The resulting model was highly accurate on testing cases from both datasets.
*From receiver operating characteristic analysis
|Deep-learning model performance
||Cases from publicly available database
||Cases from Saskatoon health database
|Area under the curve*
The researchers believe that the deep neural network will likely play an adjunctive role in stratifying thyroid nodules in terms of malignancy.
"We are hoping to obtain a similar grading in an automated fashion, so the radiologist could do their reading to ensure it is correct," Babyn said. "They do not have to fill it [radiology report] out de novo."
Room for improvement
The goal for the system is to potentially reduce patient harm and financial costs by decreasing the need for fine-needle biopsies, Eramian said.

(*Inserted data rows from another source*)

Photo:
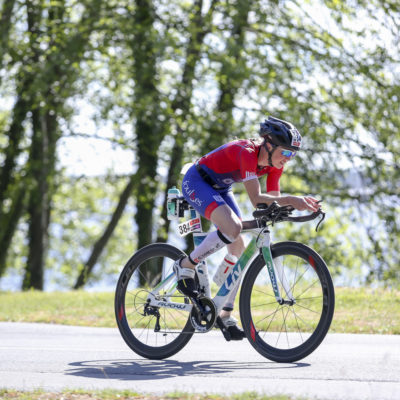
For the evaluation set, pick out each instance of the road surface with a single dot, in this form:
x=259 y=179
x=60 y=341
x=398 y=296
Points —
x=55 y=357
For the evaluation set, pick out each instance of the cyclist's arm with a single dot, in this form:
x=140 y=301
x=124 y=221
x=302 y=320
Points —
x=253 y=189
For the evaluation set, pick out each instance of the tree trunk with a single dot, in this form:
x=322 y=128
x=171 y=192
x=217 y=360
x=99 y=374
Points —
x=103 y=240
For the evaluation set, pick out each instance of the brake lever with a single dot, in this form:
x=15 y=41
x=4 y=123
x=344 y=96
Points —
x=320 y=221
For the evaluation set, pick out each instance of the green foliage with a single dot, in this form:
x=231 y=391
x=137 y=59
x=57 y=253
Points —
x=82 y=212
x=173 y=80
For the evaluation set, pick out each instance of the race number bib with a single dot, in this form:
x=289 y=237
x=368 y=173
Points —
x=189 y=226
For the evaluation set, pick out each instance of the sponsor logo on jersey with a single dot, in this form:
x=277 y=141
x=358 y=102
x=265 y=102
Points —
x=296 y=138
x=191 y=193
x=228 y=181
x=250 y=175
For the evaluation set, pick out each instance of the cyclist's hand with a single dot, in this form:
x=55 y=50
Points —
x=302 y=203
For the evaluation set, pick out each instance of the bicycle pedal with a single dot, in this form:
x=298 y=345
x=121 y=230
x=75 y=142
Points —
x=224 y=329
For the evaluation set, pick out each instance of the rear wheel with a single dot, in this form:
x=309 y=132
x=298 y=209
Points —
x=290 y=331
x=151 y=332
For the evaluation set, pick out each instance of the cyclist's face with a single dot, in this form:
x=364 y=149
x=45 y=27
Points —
x=279 y=157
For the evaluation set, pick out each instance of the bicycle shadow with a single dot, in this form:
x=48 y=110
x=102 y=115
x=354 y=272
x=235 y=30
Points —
x=163 y=369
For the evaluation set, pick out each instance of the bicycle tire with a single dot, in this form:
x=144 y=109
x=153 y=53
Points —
x=306 y=322
x=136 y=328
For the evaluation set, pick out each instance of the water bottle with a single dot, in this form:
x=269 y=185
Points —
x=172 y=203
x=204 y=280
x=225 y=269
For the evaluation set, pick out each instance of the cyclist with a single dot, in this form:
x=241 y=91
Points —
x=207 y=186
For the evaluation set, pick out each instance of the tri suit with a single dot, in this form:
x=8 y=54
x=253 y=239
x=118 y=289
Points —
x=208 y=183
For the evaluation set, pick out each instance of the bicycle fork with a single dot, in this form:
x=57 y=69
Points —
x=275 y=269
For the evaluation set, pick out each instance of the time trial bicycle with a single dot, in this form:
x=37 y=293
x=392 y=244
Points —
x=286 y=298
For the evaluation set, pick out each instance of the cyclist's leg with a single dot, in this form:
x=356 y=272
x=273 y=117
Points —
x=209 y=203
x=235 y=250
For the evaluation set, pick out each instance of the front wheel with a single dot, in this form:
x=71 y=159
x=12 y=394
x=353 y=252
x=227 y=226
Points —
x=150 y=331
x=289 y=331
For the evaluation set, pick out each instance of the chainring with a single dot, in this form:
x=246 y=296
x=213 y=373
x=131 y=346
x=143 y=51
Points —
x=207 y=322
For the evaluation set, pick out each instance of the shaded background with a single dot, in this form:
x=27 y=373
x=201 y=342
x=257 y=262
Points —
x=102 y=102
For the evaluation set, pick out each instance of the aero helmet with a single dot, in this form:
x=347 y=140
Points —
x=280 y=133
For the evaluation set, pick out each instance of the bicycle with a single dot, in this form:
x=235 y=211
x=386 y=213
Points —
x=286 y=299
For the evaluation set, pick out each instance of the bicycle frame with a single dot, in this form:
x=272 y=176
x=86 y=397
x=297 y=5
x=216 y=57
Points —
x=262 y=242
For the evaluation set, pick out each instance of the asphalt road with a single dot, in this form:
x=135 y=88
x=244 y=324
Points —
x=54 y=357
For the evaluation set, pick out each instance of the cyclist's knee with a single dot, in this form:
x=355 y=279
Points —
x=232 y=230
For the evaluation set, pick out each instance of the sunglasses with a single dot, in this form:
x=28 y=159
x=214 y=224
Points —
x=288 y=153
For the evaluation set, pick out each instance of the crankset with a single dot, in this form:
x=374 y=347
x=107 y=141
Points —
x=203 y=314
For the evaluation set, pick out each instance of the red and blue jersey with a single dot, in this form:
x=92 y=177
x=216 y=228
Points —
x=237 y=161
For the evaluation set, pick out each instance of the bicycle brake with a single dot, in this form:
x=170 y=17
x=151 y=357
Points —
x=223 y=328
x=320 y=221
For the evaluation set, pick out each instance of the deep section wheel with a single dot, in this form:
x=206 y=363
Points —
x=151 y=331
x=291 y=329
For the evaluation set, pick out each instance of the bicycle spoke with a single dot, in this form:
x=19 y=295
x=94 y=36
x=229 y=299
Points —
x=297 y=323
x=308 y=309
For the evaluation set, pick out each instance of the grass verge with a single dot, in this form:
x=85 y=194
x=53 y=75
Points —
x=126 y=395
x=363 y=310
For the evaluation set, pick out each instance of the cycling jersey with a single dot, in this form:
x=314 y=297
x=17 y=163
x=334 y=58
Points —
x=236 y=161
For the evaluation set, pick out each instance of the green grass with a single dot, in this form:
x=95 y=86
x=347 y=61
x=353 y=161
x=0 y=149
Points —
x=357 y=310
x=126 y=395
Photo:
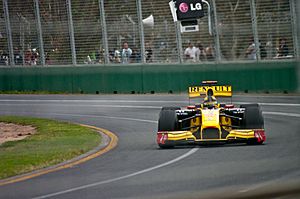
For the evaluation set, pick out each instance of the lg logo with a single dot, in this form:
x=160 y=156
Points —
x=183 y=7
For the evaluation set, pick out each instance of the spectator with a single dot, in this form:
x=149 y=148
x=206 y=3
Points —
x=34 y=57
x=135 y=56
x=148 y=53
x=209 y=52
x=282 y=50
x=251 y=51
x=126 y=53
x=4 y=58
x=263 y=52
x=190 y=53
x=200 y=53
x=18 y=57
x=28 y=55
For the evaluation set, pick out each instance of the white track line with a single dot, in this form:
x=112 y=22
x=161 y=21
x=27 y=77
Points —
x=281 y=114
x=135 y=101
x=190 y=152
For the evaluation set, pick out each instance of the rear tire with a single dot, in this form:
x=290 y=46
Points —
x=253 y=119
x=168 y=120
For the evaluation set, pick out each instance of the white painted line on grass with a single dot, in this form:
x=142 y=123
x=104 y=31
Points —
x=190 y=152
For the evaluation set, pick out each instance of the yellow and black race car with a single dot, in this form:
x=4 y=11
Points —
x=210 y=122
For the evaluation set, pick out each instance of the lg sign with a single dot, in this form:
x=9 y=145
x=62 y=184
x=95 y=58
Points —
x=183 y=7
x=189 y=9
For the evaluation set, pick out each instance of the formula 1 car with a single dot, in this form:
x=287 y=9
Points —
x=210 y=122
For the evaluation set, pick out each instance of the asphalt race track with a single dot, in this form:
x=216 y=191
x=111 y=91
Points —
x=136 y=168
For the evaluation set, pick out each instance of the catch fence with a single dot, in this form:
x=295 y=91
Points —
x=75 y=32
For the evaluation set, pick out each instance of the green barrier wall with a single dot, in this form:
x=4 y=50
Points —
x=244 y=77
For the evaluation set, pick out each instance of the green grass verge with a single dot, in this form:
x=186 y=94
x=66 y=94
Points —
x=53 y=143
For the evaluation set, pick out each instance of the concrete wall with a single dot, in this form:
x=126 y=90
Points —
x=244 y=77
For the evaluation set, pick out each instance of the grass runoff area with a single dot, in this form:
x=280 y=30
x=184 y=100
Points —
x=53 y=143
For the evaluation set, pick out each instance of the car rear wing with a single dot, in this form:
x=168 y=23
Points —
x=218 y=91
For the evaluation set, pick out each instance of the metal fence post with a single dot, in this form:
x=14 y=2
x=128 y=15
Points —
x=71 y=32
x=254 y=29
x=9 y=36
x=104 y=31
x=294 y=28
x=216 y=33
x=141 y=29
x=179 y=42
x=39 y=31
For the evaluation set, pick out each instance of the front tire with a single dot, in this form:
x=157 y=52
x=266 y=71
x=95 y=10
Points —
x=167 y=121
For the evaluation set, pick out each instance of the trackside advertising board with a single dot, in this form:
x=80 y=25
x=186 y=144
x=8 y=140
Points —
x=219 y=91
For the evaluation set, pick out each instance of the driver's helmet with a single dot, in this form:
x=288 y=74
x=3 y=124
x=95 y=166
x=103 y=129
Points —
x=210 y=102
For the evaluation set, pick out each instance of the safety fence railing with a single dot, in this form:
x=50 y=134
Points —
x=75 y=32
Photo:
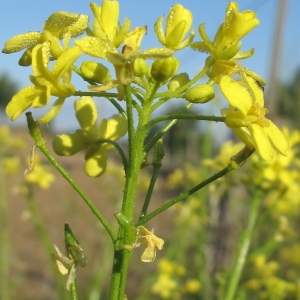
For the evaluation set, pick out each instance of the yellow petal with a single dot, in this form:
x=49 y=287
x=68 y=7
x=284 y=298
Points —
x=21 y=41
x=61 y=268
x=62 y=22
x=113 y=128
x=65 y=61
x=262 y=143
x=149 y=254
x=109 y=18
x=95 y=165
x=133 y=38
x=236 y=94
x=53 y=111
x=40 y=60
x=254 y=88
x=68 y=144
x=95 y=47
x=277 y=138
x=156 y=53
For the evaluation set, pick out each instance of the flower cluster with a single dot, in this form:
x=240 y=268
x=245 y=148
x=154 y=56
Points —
x=95 y=140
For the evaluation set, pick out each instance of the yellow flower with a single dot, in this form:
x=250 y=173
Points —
x=246 y=116
x=178 y=23
x=60 y=25
x=90 y=136
x=227 y=43
x=152 y=242
x=46 y=83
x=107 y=36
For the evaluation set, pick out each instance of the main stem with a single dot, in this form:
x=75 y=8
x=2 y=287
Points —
x=135 y=158
x=244 y=248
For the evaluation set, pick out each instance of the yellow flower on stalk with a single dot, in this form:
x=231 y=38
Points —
x=46 y=83
x=226 y=42
x=246 y=116
x=90 y=136
x=60 y=25
x=179 y=22
x=107 y=36
x=153 y=242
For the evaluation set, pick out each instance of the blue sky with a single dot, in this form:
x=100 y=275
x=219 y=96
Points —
x=23 y=16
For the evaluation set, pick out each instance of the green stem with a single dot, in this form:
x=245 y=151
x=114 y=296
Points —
x=136 y=155
x=41 y=144
x=244 y=248
x=74 y=290
x=186 y=117
x=118 y=148
x=156 y=169
x=166 y=128
x=184 y=195
x=5 y=257
x=44 y=238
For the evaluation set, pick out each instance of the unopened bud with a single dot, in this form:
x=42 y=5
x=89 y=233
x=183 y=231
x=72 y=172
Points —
x=164 y=68
x=96 y=72
x=140 y=67
x=178 y=81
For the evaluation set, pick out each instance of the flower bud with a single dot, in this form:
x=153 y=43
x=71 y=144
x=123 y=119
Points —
x=228 y=52
x=96 y=72
x=140 y=67
x=178 y=81
x=164 y=68
x=200 y=93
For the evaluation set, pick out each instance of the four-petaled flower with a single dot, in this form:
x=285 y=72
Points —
x=227 y=43
x=152 y=242
x=60 y=25
x=107 y=36
x=46 y=83
x=94 y=139
x=178 y=23
x=246 y=116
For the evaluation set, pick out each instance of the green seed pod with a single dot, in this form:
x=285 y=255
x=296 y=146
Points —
x=78 y=254
x=200 y=93
x=229 y=52
x=96 y=72
x=164 y=68
x=178 y=81
x=140 y=67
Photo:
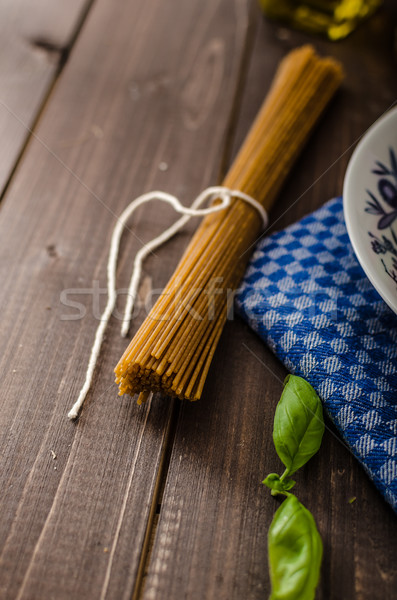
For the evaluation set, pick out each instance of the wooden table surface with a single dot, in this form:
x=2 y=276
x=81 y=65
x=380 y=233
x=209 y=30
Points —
x=101 y=101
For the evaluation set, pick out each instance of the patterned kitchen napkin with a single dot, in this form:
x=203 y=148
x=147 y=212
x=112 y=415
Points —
x=308 y=298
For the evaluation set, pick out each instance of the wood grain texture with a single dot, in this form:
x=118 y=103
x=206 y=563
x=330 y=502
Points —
x=212 y=533
x=74 y=526
x=34 y=39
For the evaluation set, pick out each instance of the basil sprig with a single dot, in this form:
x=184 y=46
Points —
x=294 y=543
x=295 y=552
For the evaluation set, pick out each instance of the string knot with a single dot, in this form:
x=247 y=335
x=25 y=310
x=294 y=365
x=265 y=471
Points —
x=224 y=194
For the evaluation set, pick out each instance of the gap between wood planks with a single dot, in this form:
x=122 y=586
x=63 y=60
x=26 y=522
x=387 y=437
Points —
x=63 y=53
x=155 y=509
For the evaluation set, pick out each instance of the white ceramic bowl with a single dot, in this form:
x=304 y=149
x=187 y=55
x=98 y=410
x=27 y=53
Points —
x=370 y=205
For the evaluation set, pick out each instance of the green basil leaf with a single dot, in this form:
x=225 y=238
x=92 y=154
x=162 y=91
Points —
x=298 y=423
x=295 y=552
x=274 y=482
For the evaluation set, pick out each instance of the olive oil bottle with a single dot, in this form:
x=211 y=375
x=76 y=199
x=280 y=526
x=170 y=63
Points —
x=333 y=18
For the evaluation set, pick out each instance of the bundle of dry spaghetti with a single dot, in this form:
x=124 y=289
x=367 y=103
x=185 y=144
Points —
x=172 y=351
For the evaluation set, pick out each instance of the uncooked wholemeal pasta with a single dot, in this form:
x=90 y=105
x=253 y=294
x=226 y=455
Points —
x=172 y=351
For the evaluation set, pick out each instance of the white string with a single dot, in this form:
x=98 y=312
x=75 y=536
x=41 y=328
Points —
x=220 y=192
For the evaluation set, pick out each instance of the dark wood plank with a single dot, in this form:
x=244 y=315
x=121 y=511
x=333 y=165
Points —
x=34 y=40
x=145 y=83
x=211 y=540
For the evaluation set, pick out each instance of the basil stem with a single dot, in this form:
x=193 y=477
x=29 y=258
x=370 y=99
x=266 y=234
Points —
x=295 y=552
x=298 y=424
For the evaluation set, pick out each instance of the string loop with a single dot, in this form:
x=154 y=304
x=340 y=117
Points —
x=224 y=194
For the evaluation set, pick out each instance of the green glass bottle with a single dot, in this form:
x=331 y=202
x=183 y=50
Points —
x=333 y=18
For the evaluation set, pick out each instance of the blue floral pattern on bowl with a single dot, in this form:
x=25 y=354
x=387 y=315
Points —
x=380 y=205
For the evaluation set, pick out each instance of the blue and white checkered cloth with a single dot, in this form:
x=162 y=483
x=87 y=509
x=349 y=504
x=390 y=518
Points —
x=308 y=298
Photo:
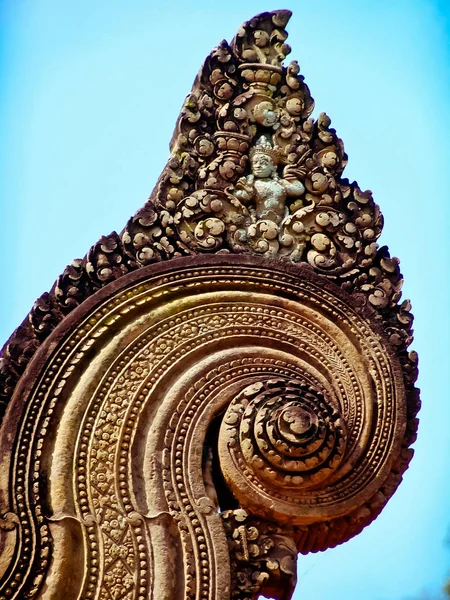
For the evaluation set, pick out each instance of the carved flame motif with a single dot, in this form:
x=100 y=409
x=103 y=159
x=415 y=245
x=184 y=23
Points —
x=223 y=384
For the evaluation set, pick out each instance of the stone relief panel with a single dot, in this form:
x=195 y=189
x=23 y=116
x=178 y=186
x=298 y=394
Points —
x=225 y=383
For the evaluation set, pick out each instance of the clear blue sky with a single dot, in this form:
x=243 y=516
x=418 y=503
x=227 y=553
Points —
x=90 y=91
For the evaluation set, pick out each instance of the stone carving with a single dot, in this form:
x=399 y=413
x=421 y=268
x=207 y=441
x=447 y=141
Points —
x=226 y=382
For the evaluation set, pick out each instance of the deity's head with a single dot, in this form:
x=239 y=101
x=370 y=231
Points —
x=264 y=158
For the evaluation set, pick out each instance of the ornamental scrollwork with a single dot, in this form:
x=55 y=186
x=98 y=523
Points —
x=228 y=380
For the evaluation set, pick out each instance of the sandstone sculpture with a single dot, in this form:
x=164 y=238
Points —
x=225 y=383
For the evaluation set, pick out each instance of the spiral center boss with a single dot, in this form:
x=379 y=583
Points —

"Our results clearly show promise, but the accuracy of the system needs to be improved a bit more, as well as the granularity of its predictions before it could be put into clinical practice," he said. "Right now, it can predict 'probably benign' and 'probably malignant.' I would like to get to the point where it can give recommendations such as 'definitely benign,' 'definitely suspicious,' and 'unsure.' "
Collecting more samples and more images with high-quality annotations would be a strategy to improve accuracy and granularity, Eramian said. A concerted effort to standardize image annotation is required to use deep neural networks on a more widespread basis, he said.
More annotated public datasets and common data standards for annotations are needed. For deep learning to be successful, hospitals have to get on board with common data standards, he said.
"This will avoid expensively difficult and sometimes insurmountable obstacles that can occur when attempting to integrate metadata from different databases with different organizational schemes and disparate data contents from different institutions," Eramian said. "The metadata that are stored with the images needs to be standardized."